State of open video generation models in Diffusers

Published January 27, 2025

Update on GitHub

Upvote

sayakpaul Sayak Paul

a-r-r-o-w Aryan V S

dn6 Dhruv Nair

OpenAI’s Sora demo marked a striking advance in AI-generated video last year and gave us a glimpse of the potential capabilities of video generation models. The impact was immediate and since that demo, the video generation space has become increasingly competitive with major players and startups producing their own highly capable models such as Google’s Veo2, Haliluo’s Minimax, Runway’s Gen3 Alpha, Kling, Pika, and Luma Lab’s Dream Machine.

Open-source has also had its own surge of video generation models with CogVideoX, Mochi-1, Hunyuan, Allegro, and LTX Video. Is the video community having its “Stable Diffusion moment”?

This post will provide a brief overview of the state of video generation models, where we are with respect to open video generation models, and how the Diffusers team is planning to support their adoption at scale.

Specifically, we will discuss:

Capabilities and limitations of video generation models
Why video generation is hard
Open video generation models
Video generation with Diffusers
- Inference and optimizations
- Fine-tuning
Looking ahead

Today’s Video Generation Models and their Limitations

These are today's most popular video models for AI-generated content creation

Provider	Model	Open/Closed	License
Meta	MovieGen	Closed (with a detailed technical report)	Proprietary
OpenAI	Sora	Closed	Proprietary
Google	Veo 2	Closed	Proprietary
RunwayML	Gen 3 Alpha	Closed	Proprietary
Pika Labs	Pika 2.0	Closed	Proprietary
KlingAI	Kling	Closed	Proprietary
Haliluo	MiniMax	Closed	Proprietary
THUDM	CogVideoX	Open	Custom
Genmo	Mochi-1	Open	Apache 2.0
RhymesAI	Allegro	Open	Apache 2.0
Lightricks	LTX Video	Open	Custom
Tencent	Hunyuan Video	Open	Custom

Limitations:

High Resource Requirements: Producing high-quality videos requires large pretrained models, which are computationally expensive to develop and deploy. These costs arise from dataset collection, hardware requirements, extensive training iterations and experimentation. These costs make it hard to justify producing open-source and freely available models. Even though we don’t have a detailed technical report that sheds light on the training resources used, this post provides some reasonable estimates.
Generalization: Several open models suffer from limited generalization capabilities and underperform expectations of users. Models may require prompting in a certain way, or LLM-like prompts, or fail to generalize to out-of-distribution data, which are hurdles for widespread user adoption. For example, models like LTX-Video often need to be prompted in a very detailed and specific way for obtaining good quality generations.
Latency: The high computational and memory demands of video generation result in significant generation latency. For local usage, this is often a roadblock. Most new open video models are inaccessible to community hardware without extensive memory optimizations and quantization approaches that affect both inference latency and quality of the generated videos.

Why is Video Generation Hard?

There are several factors we’d like to see and control in videos:

Adherence to Input Conditions (such as a text prompt, a starting image, etc.)
Realism
Aesthetics
Motion Dynamics
Spatio-Temporal Consistency and Coherence
FPS
Duration

With image generation models, we usually only care about the first three aspects. However, for video generation we now have to consider motion quality, coherence and consistency over time, potentially with multiple subjects. Finding the right balance between good data, right inductive priors, and training methodologies to suit these additional requirements has proved to be more challenging than other modalities.

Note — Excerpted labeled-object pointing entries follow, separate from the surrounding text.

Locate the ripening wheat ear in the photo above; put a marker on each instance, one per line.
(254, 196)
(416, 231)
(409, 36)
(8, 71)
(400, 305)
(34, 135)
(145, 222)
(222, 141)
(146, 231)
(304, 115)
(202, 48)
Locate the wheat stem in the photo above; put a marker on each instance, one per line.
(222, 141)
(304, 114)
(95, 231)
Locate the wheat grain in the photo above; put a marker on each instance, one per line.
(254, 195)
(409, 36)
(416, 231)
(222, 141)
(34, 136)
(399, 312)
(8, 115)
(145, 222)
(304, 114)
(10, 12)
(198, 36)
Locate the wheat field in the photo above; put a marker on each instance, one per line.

Open Video Generation Models

Text-to-video generation models have similar components as their text-to-image counterparts:

Text encoders for providing rich representations of the input text prompt
A denoising network
An encoder and decoder to convert between pixel and latent space
A non-parametric scheduler responsible for managing all the timestep-related calculations and the denoising step

The latest generation of video models shares a core feature where the denoising network processes 3D video tokens that capture both spatial and temporal information. The video encoder-decoder system, responsible for producing and decoding these tokens, employs both spatial and temporal compression. While decoding the latents typically demands the most memory, these models offer frame-by-frame decoding options to reduce memory usage.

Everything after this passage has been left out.